You must complete this assignment using a specific language. Choose Determine language from source in the DrRacket menu, then write
as the first line of your program, overwritting the default #lang at the top of the file.

This language is a subset of Racket that uses a garbage collector that you specify. The first line of a test program must be:

(allocator-setup "collector.rkt" heap-size)

where "collector.rkt" must be the name of your collector’s file. heap-size is the size of the heap your collector will use.

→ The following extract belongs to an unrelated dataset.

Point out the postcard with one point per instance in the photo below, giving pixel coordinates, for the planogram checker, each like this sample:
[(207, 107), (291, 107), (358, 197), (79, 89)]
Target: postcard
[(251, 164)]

The remainder of the program is in a subset of Racket with numbers, symbols, lists, etc. The primitives of the language map directly to the procedures you define in your garbage collector.

3.9.3 Sample Code

To get you started, we’ve provided a trivial collector that signals an error when the heap fills up.

3.9.3.1 Trivial Collector

"collector.rkt":

#lang plai/collector
(define heap-ptr 'uninitialized-heap-ptr)
 
(define (init-allocator)
 (set! heap-ptr 0))
 
(define (gc:alloc-flat p)
 (begin
   (when (> (+ heap-ptr 2) (heap-size))
     (error 'gc:alloc-flat "out of memory"))
   (heap-set! heap-ptr 'prim)
   (heap-set! (+ 1 heap-ptr) p)
   (set! heap-ptr (+ 2 heap-ptr))
 
   (- heap-ptr 2)))
 
(define (gc:cons f r)
 (begin
   (when (> (+ heap-ptr 3) (heap-size))
     (error 'gc:cons "out of memory"))
   (heap-set! heap-ptr 'cons)
   (heap-set! (+ 1 heap-ptr) f)
   (heap-set! (+ 2 heap-ptr) r)
   (set! heap-ptr (+ 3 heap-ptr))
   (- heap-ptr 3)))
 
(define (gc:cons? a)
 (eq? (heap-ref a) 'cons))
 
(define (gc:first a)
 (heap-ref (+ 1 a)))
 
(define (gc:rest a)
 (heap-ref (+ 2 a)))
 
(define (gc:set-first! a f)
 (if (gc:cons? a)
     (heap-set! (+ 1 a) f)
     (error 'set-first! "expects address of cons")))
 
(define (gc:set-rest! a r)
 (heap-set! (+ 2 a) r))
 
(define (gc:flat? a)
 (eq? (heap-ref a) 'prim))
 
(define (gc:deref a)
 (heap-ref (+ 1 a)))
3.9.4 Notes

You must store bookkeeping data on the heap provided by GC Collector Racket. You may store 2-3 atomic values, such as addresses into the heap as variables in your garbage collector. We will assume they represent machine registers. However, all compound data structures must be on the heap.

In particular, in the mark & sweep collector, you should maintain a free list in the heap. That is, you should not use any auxiliary data structure; instead, use the available space in the heap to keep track of the free list. You may use one extra box (“register”) to point to the start of the free list. You may need to adjust your allocation accordingly to have enough space to maintain free list pointers!

Some final words of advice:
  • You will want to test your program with small heap sizes, so that the garbage collector runs frequently.

  • You do not need to compact memory in mark-and-sweep.

  • You may find it convenient to use the Racket construct set!, which allows you to mutate a variable without using boxes. We recommend you use this feature only in one instance: when swapping the semispaces in the stop & copy collector. This will save you the trouble of unboxing the heap every time you use it.